Our children need our time

Children prefer parents' time to money

Children prefer parents' time to money

The wellbeing and happiness of children centres on the amount of time they spend with their families, their relationships with friends and the activities they undertake, new research has found. (Irishhealth.com)

The research was commissioned by children’s charity, UNICEF UK, and focused on children living in the UK, Spain and Sweden.

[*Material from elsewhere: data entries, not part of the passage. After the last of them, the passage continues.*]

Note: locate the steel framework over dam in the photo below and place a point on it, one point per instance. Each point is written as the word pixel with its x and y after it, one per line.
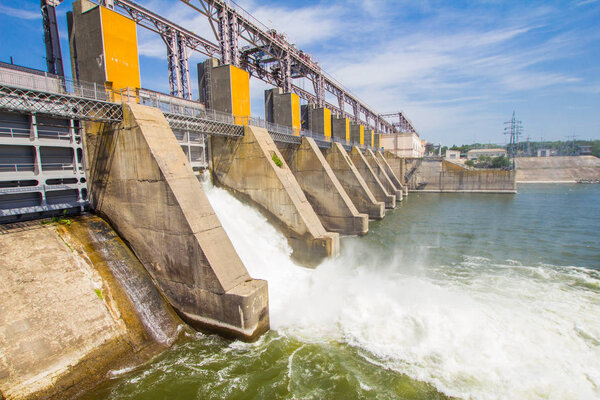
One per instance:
pixel 266 54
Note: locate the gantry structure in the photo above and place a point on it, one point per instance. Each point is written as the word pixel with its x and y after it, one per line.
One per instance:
pixel 243 41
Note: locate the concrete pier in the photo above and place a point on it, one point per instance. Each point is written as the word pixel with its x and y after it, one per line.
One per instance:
pixel 357 133
pixel 141 180
pixel 373 183
pixel 225 88
pixel 316 119
pixel 283 108
pixel 340 128
pixel 390 173
pixel 254 169
pixel 353 183
pixel 382 175
pixel 323 190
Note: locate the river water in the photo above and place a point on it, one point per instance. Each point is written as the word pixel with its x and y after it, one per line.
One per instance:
pixel 451 295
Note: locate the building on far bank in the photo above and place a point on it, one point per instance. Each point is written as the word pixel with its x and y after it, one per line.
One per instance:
pixel 404 144
pixel 474 154
pixel 452 154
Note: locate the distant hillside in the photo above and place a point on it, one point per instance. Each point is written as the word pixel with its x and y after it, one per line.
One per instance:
pixel 557 169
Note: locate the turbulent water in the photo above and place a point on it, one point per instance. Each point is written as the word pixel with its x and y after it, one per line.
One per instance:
pixel 469 296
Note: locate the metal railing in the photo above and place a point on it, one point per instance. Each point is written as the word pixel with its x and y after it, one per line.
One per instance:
pixel 17 167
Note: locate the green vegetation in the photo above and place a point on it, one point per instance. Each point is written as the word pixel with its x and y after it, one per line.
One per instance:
pixel 489 162
pixel 277 161
pixel 563 148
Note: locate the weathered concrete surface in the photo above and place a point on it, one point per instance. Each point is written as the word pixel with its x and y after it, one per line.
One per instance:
pixel 353 183
pixel 557 169
pixel 340 128
pixel 141 180
pixel 373 183
pixel 247 167
pixel 390 173
pixel 323 190
pixel 75 303
pixel 382 175
pixel 398 166
pixel 438 175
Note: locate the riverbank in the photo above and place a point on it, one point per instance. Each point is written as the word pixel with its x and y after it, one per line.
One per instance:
pixel 76 303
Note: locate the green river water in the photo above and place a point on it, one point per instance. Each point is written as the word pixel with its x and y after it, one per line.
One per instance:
pixel 451 295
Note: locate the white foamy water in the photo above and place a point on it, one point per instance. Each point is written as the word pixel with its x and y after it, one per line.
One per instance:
pixel 481 329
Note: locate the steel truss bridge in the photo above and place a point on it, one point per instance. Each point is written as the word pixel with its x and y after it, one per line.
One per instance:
pixel 245 42
pixel 31 93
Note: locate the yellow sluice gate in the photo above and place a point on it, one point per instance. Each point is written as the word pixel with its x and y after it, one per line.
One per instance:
pixel 296 123
pixel 240 95
pixel 121 60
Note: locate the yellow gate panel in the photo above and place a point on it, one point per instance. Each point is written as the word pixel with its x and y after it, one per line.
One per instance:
pixel 240 95
pixel 295 114
pixel 327 122
pixel 120 50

According to the findings, the message from children who took part was ‘simple, clear and unanimous’.

 

“Their wellbeing centres on time with a happy family whose interactions are consistent and secure, having good friends and having plenty of things to do, especially outdoors,” it said.

It noted that in the UK, parents struggled to give adequate time to their children, while in Spain and Sweden, ‘family time seemed to be part of the fabric of everyday life’.

The research found that the issue of materialism was complex, although most of the children who took part agreed that it was not a good thing for young people to be given everything they want. In fact, ‘spoiled children were universally derided’ and the idea of saving money for something or having to wait for it was ‘highly regarded’.

Interestingly, while children did not hide their desire for the latest clothes and technology, ‘most did not regard new toys, fashion items and gadgets as central to their wellbeing’.

“Most children agreed that family time was more important to them than consumer goods,” the research said.

However despite this, the researchers noted that some parents, especially in the UK, continually bought new things for their children.

“Most parents realised that what they were doing was often ‘pointless’, but seemed somehow pressurised and compelled to continue,” it pointed out.

The research acknowledged that by the time they reach secondary school, brands and material goods start to play a important role in how young people identify with their peers.

It added that more expensive brands seem to be more important to young people from poorer backgrounds, ‘perhaps as a means of masking financial and social insecurities and bolstering self-esteem’.

The research involved 24 families and 250 young people living in the three countries.